Durch puren Zufall entdeckte ich kürzlich eine der hier in Freiburg so überaus beliebten ‚Zu-verschenken-Kisten’… diesmal mit Spielzeug, ästhetisch gleichsam gekrönt von einer kopf- und fußlosen Barbie-Puppe. Ihre Verstümmelung wirkte nicht zufällig, sondern durchaus vorsätzlich herbeigeführt. Ohne die dumpfe Stammtischahnung „Wer als Kind seine Puppe verstümmelt….“ fortspinnen zu wollen, kann das sich mir  beim Blick in den Karton bietende Bild doch als Beitrag zum Thema „Das grausame Kind“ gelesen werden. Wer sich ideologisch schwer mit diesem Thema anfreunden kann, sei auf die exzellente Anthologie Little Horrors: Interdisciplinary Perspectives on Anomalous Children and the Construction of Monstrosity (herausgegeben von Simon Bacon und Leo Ruickbie) verwiesen.

littlehorrors

Das Buch räumt mit einigen Kindheitsmythen auf – nutzt hingegen andere um einen Gegenhorizont zum nicht nur in Deutschland so beliebten Topos des ‚unschuldigen Kindes’ zu formulieren.

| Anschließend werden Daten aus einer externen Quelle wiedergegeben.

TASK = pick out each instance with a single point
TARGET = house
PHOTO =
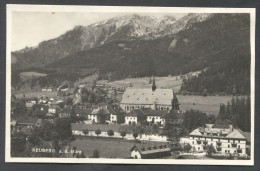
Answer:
(25, 124)
(115, 115)
(77, 129)
(97, 115)
(145, 114)
(65, 113)
(135, 116)
(150, 151)
(156, 116)
(54, 109)
(30, 103)
(174, 117)
(156, 99)
(82, 112)
(224, 138)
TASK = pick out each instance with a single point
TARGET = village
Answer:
(106, 121)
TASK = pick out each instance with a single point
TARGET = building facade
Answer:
(225, 140)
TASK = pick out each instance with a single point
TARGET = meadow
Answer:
(27, 75)
(108, 148)
(208, 104)
(36, 94)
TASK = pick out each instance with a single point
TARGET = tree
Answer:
(34, 140)
(97, 132)
(123, 134)
(110, 133)
(135, 135)
(63, 128)
(95, 154)
(187, 148)
(150, 80)
(85, 132)
(56, 146)
(210, 149)
(155, 129)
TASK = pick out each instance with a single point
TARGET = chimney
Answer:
(231, 128)
(153, 86)
(154, 107)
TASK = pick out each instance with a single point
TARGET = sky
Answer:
(31, 28)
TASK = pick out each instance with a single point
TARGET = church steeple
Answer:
(175, 102)
(153, 86)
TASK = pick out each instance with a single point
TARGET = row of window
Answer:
(127, 108)
(217, 139)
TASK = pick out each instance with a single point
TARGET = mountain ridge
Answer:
(83, 38)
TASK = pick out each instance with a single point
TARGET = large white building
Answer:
(225, 140)
(136, 98)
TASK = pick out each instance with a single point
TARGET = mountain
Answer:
(136, 46)
(84, 38)
(220, 43)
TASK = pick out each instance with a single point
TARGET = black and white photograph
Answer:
(130, 85)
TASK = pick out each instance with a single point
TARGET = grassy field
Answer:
(36, 94)
(161, 82)
(26, 75)
(208, 104)
(115, 148)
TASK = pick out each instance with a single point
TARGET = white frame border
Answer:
(72, 8)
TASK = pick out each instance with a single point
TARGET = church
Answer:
(156, 99)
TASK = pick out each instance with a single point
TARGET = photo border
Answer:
(71, 8)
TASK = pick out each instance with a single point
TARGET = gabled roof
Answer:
(150, 148)
(27, 120)
(136, 112)
(147, 96)
(196, 132)
(66, 110)
(236, 134)
(55, 106)
(156, 112)
(83, 111)
(97, 111)
(103, 128)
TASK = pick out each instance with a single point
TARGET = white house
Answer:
(159, 99)
(225, 139)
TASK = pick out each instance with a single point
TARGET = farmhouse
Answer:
(47, 89)
(156, 99)
(97, 115)
(82, 112)
(54, 109)
(136, 116)
(65, 113)
(156, 116)
(224, 138)
(30, 103)
(77, 129)
(150, 151)
(116, 114)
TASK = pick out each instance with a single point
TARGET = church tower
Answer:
(153, 86)
(175, 102)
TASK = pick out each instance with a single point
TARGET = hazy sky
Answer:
(30, 28)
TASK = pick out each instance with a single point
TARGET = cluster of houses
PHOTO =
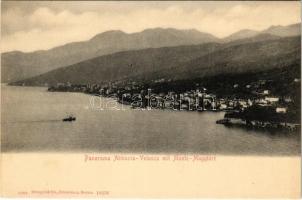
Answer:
(197, 99)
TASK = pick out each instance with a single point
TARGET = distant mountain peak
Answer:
(110, 33)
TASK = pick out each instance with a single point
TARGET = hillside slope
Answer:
(184, 62)
(18, 65)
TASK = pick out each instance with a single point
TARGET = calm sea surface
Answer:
(31, 121)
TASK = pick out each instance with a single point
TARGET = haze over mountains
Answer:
(18, 66)
(178, 63)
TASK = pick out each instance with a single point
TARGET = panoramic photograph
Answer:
(216, 78)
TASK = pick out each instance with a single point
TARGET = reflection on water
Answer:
(32, 121)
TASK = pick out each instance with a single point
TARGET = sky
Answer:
(37, 25)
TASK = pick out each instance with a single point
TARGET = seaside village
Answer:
(199, 99)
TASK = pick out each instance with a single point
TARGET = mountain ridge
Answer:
(178, 62)
(17, 65)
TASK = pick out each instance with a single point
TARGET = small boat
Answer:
(223, 121)
(69, 119)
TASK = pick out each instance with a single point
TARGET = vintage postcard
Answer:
(151, 99)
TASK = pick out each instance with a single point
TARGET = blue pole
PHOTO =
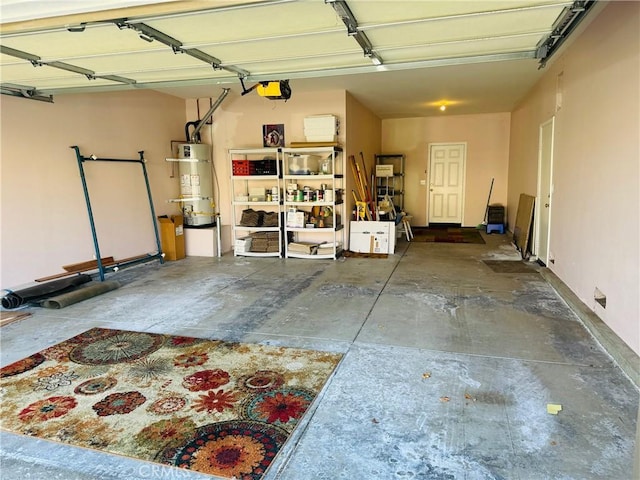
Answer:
(90, 212)
(153, 212)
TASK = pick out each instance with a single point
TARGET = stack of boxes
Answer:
(265, 242)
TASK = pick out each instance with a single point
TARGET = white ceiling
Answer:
(474, 56)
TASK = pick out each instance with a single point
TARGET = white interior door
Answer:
(446, 182)
(545, 191)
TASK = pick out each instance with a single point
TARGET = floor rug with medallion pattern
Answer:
(211, 406)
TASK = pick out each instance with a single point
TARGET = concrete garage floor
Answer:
(448, 365)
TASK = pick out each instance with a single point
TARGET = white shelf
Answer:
(190, 199)
(240, 186)
(255, 204)
(241, 228)
(328, 159)
(257, 254)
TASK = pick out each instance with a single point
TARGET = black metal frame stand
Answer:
(143, 259)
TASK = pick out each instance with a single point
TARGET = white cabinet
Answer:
(313, 183)
(256, 189)
(372, 237)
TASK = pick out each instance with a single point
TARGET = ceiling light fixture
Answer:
(375, 59)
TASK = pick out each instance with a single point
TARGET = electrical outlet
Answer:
(600, 298)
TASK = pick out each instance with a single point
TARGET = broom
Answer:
(483, 225)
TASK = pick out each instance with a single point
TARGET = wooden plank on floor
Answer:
(88, 265)
(9, 317)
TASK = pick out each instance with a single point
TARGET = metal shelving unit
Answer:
(391, 185)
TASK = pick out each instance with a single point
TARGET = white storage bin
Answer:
(321, 128)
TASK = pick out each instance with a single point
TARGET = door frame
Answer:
(463, 173)
(548, 181)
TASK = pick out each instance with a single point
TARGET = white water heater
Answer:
(196, 184)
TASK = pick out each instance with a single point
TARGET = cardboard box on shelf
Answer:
(172, 236)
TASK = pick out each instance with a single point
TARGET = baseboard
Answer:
(621, 353)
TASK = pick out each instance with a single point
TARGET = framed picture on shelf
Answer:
(273, 135)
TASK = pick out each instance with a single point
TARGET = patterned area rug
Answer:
(447, 234)
(215, 407)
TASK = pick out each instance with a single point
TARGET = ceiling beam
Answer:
(22, 91)
(349, 20)
(37, 61)
(149, 34)
(566, 22)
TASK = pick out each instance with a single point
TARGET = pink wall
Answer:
(44, 216)
(595, 224)
(487, 138)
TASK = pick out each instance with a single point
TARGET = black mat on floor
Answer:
(447, 234)
(509, 266)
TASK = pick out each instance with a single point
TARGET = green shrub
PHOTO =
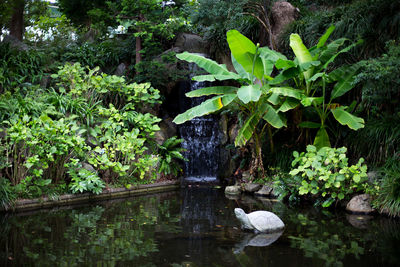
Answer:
(170, 152)
(324, 174)
(388, 199)
(83, 180)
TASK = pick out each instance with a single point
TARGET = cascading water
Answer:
(201, 138)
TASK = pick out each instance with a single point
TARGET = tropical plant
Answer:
(309, 72)
(388, 199)
(260, 104)
(170, 152)
(83, 180)
(325, 175)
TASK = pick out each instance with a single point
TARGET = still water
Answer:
(193, 227)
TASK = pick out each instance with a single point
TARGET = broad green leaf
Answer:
(212, 78)
(344, 50)
(247, 130)
(244, 51)
(285, 75)
(308, 101)
(301, 52)
(310, 124)
(316, 76)
(207, 107)
(239, 69)
(345, 77)
(274, 99)
(272, 117)
(322, 139)
(290, 103)
(325, 37)
(209, 65)
(345, 118)
(287, 91)
(284, 64)
(268, 58)
(249, 93)
(214, 90)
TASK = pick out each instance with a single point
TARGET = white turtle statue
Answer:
(259, 221)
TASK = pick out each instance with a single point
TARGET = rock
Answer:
(360, 204)
(283, 13)
(191, 43)
(233, 190)
(256, 240)
(264, 191)
(251, 188)
(121, 69)
(260, 221)
(246, 176)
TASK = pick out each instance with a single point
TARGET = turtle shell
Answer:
(265, 221)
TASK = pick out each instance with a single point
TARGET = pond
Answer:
(193, 227)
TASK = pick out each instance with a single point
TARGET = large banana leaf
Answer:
(301, 52)
(209, 65)
(207, 107)
(244, 51)
(265, 111)
(287, 91)
(239, 69)
(269, 58)
(213, 90)
(272, 117)
(322, 139)
(345, 118)
(290, 103)
(345, 77)
(249, 93)
(332, 58)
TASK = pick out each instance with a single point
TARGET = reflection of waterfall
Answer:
(198, 218)
(201, 138)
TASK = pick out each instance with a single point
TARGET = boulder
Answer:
(359, 221)
(251, 188)
(233, 190)
(360, 204)
(264, 191)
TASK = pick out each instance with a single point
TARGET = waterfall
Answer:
(201, 137)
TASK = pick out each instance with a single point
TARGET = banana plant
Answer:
(253, 67)
(310, 73)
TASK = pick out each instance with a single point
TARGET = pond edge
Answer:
(108, 194)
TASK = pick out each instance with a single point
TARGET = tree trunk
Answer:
(138, 49)
(17, 20)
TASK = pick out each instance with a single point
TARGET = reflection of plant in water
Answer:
(328, 240)
(93, 236)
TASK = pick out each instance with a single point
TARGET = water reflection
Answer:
(194, 227)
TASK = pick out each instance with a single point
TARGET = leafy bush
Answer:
(170, 152)
(83, 180)
(38, 147)
(325, 174)
(388, 200)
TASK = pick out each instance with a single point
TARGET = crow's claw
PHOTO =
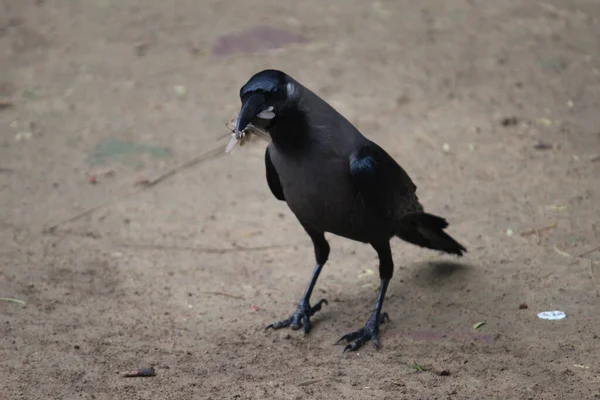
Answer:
(369, 332)
(301, 318)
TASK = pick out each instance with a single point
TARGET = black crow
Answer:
(335, 180)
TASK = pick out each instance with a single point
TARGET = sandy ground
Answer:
(492, 107)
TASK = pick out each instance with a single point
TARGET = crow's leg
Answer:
(371, 329)
(304, 311)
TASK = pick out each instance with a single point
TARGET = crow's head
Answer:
(266, 96)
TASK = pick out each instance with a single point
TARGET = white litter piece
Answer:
(552, 315)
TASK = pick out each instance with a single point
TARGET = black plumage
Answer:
(336, 180)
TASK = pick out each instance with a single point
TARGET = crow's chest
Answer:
(317, 189)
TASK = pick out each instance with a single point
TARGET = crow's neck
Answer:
(290, 132)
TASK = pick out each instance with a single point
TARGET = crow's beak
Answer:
(253, 105)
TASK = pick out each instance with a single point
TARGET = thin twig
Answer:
(309, 382)
(538, 230)
(226, 295)
(585, 253)
(10, 300)
(205, 156)
(202, 249)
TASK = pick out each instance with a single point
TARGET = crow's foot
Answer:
(370, 331)
(300, 318)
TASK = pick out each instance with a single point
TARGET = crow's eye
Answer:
(267, 114)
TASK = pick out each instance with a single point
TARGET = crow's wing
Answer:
(384, 186)
(273, 177)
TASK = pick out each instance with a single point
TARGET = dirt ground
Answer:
(492, 107)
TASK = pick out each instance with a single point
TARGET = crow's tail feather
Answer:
(427, 230)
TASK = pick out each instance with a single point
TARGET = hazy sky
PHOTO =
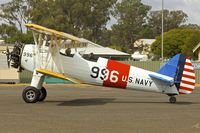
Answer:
(190, 7)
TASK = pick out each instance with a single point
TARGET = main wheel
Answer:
(172, 99)
(43, 94)
(30, 94)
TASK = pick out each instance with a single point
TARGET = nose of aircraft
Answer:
(15, 55)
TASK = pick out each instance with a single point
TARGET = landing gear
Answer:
(172, 99)
(33, 95)
(43, 94)
(30, 94)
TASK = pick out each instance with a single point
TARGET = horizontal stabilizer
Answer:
(163, 78)
(57, 75)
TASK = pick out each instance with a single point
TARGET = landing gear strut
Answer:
(35, 92)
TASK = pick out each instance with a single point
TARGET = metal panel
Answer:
(25, 76)
(148, 65)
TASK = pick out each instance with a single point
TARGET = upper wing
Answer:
(52, 32)
(57, 75)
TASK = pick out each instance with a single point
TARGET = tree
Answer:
(177, 41)
(131, 16)
(15, 13)
(172, 19)
(11, 34)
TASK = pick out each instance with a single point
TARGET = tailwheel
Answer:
(43, 94)
(30, 94)
(172, 99)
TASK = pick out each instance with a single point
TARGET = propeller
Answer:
(8, 56)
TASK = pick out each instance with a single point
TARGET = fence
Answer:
(25, 76)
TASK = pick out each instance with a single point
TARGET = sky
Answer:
(190, 7)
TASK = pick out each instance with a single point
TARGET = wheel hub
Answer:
(30, 95)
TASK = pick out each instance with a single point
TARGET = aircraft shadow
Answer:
(85, 102)
(102, 101)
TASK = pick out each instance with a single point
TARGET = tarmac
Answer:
(95, 109)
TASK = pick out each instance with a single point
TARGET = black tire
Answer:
(30, 94)
(43, 94)
(172, 99)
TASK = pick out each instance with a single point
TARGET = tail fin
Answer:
(180, 68)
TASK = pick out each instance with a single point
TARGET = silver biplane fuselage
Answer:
(174, 78)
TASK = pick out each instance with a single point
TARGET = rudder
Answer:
(180, 68)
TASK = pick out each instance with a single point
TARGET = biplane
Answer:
(51, 56)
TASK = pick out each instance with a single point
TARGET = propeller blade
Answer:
(8, 56)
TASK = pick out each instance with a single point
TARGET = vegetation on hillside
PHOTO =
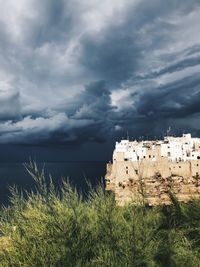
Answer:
(51, 227)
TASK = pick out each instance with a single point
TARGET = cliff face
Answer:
(152, 181)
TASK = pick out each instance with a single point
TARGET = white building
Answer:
(174, 148)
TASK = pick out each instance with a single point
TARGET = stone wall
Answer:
(153, 180)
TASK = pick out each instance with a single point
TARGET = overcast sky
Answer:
(79, 71)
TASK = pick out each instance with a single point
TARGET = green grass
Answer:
(51, 227)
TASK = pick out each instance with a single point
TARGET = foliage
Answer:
(50, 227)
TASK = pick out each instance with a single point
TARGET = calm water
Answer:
(77, 172)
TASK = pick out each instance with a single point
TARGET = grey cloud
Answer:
(64, 74)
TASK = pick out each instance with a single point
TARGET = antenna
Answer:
(127, 136)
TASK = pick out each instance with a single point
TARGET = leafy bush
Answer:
(51, 227)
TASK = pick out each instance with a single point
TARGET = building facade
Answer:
(155, 168)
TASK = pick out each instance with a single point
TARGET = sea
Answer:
(78, 173)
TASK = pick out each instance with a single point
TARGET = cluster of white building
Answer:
(183, 148)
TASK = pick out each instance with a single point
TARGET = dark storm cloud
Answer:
(75, 71)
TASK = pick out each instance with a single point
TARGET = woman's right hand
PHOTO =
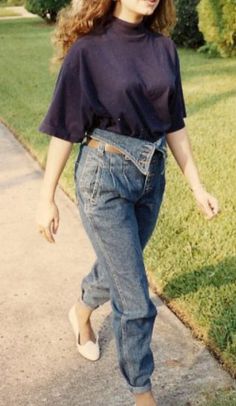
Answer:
(47, 219)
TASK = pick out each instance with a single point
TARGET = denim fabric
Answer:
(119, 198)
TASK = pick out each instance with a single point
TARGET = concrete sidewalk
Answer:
(40, 281)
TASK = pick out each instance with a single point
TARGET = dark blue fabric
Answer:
(122, 78)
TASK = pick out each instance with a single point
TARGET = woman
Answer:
(119, 95)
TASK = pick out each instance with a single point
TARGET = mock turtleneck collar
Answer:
(125, 27)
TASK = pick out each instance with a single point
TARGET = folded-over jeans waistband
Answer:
(139, 151)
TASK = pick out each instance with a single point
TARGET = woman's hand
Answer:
(207, 203)
(47, 219)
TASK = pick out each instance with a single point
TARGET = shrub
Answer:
(47, 9)
(217, 22)
(186, 32)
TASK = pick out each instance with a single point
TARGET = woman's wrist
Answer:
(199, 187)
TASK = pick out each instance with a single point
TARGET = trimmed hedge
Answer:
(217, 22)
(47, 9)
(186, 32)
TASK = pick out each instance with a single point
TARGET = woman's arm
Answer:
(47, 216)
(181, 149)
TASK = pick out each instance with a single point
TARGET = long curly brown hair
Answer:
(80, 17)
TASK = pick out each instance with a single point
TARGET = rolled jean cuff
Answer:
(140, 389)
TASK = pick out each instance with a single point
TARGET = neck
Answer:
(127, 16)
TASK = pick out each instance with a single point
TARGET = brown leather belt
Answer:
(91, 142)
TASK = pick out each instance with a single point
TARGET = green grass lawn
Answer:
(191, 260)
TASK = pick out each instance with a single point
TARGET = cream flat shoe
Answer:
(89, 350)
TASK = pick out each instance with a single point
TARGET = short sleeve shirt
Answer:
(122, 78)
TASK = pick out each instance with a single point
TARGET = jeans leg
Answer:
(133, 311)
(95, 289)
(111, 223)
(148, 206)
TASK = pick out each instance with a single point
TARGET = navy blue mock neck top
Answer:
(121, 77)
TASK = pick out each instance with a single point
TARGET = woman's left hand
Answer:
(207, 203)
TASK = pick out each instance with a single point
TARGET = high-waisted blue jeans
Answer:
(119, 197)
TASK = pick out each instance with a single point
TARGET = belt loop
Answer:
(101, 148)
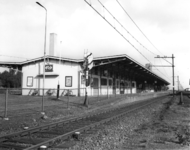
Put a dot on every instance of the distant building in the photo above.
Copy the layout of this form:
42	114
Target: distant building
117	74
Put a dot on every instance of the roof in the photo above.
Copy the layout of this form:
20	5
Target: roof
123	59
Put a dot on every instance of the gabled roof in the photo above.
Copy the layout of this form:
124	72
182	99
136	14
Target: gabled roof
98	61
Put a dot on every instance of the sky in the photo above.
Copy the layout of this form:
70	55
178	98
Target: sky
166	24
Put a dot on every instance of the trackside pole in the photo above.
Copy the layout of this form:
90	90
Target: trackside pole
181	98
6	99
58	86
86	93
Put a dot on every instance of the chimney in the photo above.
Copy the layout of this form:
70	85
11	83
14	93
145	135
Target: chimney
53	44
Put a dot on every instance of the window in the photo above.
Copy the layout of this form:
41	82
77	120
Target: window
68	81
110	82
29	81
104	81
117	83
133	84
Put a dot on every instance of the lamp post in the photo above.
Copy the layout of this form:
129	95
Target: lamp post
44	55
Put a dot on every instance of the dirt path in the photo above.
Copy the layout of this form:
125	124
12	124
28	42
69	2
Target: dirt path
168	128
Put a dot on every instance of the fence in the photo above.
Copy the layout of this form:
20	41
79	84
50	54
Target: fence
30	101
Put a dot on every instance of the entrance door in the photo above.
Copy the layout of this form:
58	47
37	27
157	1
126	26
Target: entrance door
95	86
114	86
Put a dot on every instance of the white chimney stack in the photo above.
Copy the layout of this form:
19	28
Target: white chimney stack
53	44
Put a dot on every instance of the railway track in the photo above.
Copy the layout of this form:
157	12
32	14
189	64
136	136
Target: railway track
55	133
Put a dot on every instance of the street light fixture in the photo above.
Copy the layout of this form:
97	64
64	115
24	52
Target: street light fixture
44	55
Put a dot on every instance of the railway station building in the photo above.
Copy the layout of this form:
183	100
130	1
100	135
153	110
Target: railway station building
117	74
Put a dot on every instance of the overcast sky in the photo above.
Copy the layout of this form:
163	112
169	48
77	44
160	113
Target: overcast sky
164	22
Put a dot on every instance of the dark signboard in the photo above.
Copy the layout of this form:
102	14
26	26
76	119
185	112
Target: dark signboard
48	68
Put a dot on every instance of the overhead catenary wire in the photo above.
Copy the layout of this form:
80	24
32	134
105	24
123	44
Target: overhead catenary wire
13	57
140	30
117	30
125	28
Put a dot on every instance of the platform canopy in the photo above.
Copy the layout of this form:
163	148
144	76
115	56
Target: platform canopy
126	67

Ich will dem hier nicht weiter nachgehen, sondern nur einen kleinen künstlerischen Zufallsbeitrag zum Thema liefern:

 

Kopflos

Kopflos oder Das grausame Kind

 

Nachtrag: Mein kunstbeflissener Freund Milan hatte mich gleich nach einem möglichen Bezug zum Werk von Hans Bellmer (Stichwort: „The Doll“) gefragt – der ist allerdings weder in der einen noch in der anderen Hinsicht intendiert.